AI Navigate

Team RAS in 10th ABAW Competition: Multimodal Valence and Arousal Estimation Approach

arXiv cs.CV / 3/16/2026

💬 OpinionModels & Research

Key Points

  • The paper presents a multimodal method for valence-arousal estimation in-the-wild by fusing face, behavior, and audio modalities.
  • The face stream uses GRADA-based frame-level embeddings and Transformer-based temporal regression to capture facial dynamics.
  • Behavior and audio streams are implemented with Qwen3-VL-4B-Instruct for behavior and WavLM-Large with cross-modal filtering for audio, with Mamba modeling temporal dynamics across segments.
  • The authors compare two fusion strategies—Directed Cross-Modal Mixture-of-Experts Fusion and Reliability-Aware Audio-Visual Fusion—and report a Concordance Correlation Coefficient (CCC) of 0.658 on the Aff-Wild2 development set under the ABAW protocol.

Abstract

Continuous emotion recognition in terms of valence and arousal under in-the-wild (ITW) conditions remains a challenging problem due to large variations in appearance, head pose, illumination, occlusions, and subject-specific patterns of affective expression. We present a multimodal method for valence-arousal estimation ITW. Our method combines three complementary modalities: face, behavior, and audio. The face modality relies on GRADA-based frame-level embeddings and Transformer-based temporal regression. We use Qwen3-VL-4B-Instruct to extract behavior-relevant information from video segments, while Mamba is used to model temporal dynamics across segments.

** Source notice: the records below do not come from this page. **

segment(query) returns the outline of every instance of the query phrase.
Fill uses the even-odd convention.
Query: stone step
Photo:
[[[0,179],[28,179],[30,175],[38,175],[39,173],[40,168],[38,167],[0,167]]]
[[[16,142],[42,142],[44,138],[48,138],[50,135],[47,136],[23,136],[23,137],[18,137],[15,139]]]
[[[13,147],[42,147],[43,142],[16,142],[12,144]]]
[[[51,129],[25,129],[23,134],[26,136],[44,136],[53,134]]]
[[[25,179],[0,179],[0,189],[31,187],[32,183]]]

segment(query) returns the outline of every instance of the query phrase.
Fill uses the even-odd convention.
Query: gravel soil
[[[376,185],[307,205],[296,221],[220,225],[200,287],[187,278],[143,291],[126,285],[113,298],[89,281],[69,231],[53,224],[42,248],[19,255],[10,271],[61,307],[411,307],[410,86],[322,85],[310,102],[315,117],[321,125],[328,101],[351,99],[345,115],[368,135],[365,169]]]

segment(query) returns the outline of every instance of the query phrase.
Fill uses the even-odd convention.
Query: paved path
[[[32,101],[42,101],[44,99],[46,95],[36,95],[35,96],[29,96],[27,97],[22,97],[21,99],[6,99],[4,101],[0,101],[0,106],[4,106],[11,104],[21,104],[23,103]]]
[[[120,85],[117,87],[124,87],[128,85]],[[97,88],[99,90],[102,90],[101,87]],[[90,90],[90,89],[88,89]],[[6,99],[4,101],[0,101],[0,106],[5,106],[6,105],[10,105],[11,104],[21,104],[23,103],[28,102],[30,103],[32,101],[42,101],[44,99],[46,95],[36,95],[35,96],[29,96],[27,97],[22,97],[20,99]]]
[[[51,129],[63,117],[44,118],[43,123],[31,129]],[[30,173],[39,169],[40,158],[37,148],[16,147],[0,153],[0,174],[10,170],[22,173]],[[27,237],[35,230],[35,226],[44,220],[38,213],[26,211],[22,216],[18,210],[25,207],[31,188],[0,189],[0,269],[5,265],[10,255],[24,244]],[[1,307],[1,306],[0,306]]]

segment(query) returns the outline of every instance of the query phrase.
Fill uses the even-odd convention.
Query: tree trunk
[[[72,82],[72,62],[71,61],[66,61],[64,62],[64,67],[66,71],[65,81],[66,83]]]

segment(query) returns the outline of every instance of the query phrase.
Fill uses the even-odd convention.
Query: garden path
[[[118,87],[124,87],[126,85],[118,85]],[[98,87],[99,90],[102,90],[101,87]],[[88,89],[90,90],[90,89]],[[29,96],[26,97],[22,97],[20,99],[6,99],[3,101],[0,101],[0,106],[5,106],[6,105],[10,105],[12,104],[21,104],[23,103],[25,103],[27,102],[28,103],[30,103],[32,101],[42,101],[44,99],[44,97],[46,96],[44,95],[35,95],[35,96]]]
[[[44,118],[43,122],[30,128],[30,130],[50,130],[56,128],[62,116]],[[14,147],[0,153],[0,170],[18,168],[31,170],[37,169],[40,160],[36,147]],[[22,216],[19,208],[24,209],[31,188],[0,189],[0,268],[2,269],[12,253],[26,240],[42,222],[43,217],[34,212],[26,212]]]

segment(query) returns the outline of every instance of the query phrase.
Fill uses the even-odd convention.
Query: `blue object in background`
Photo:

The audio modality relies on WavLM-Large with attention-statistics pooling and includes a cross-modal filtering stage to reduce the influence of unreliable or non-speech segments. To fuse modalities, we explore two fusion strategies: a Directed Cross-Modal Mixture-of-Experts Fusion Strategy that learns interactions between modalities with adaptive weighting, and a Reliability-Aware Audio-Visual Fusion Strategy that combines visual features at the frame-level while using audio as complementary context. The results are reported on the Aff-Wild2 dataset following the 10th Affective Behavior Analysis in-the-Wild (ABAW) challenge protocol. Experiments demonstrate that the proposed multimodal fusion strategy achieves a Concordance Correlation Coefficient (CCC) of 0.658 on the Aff-Wild2 development set.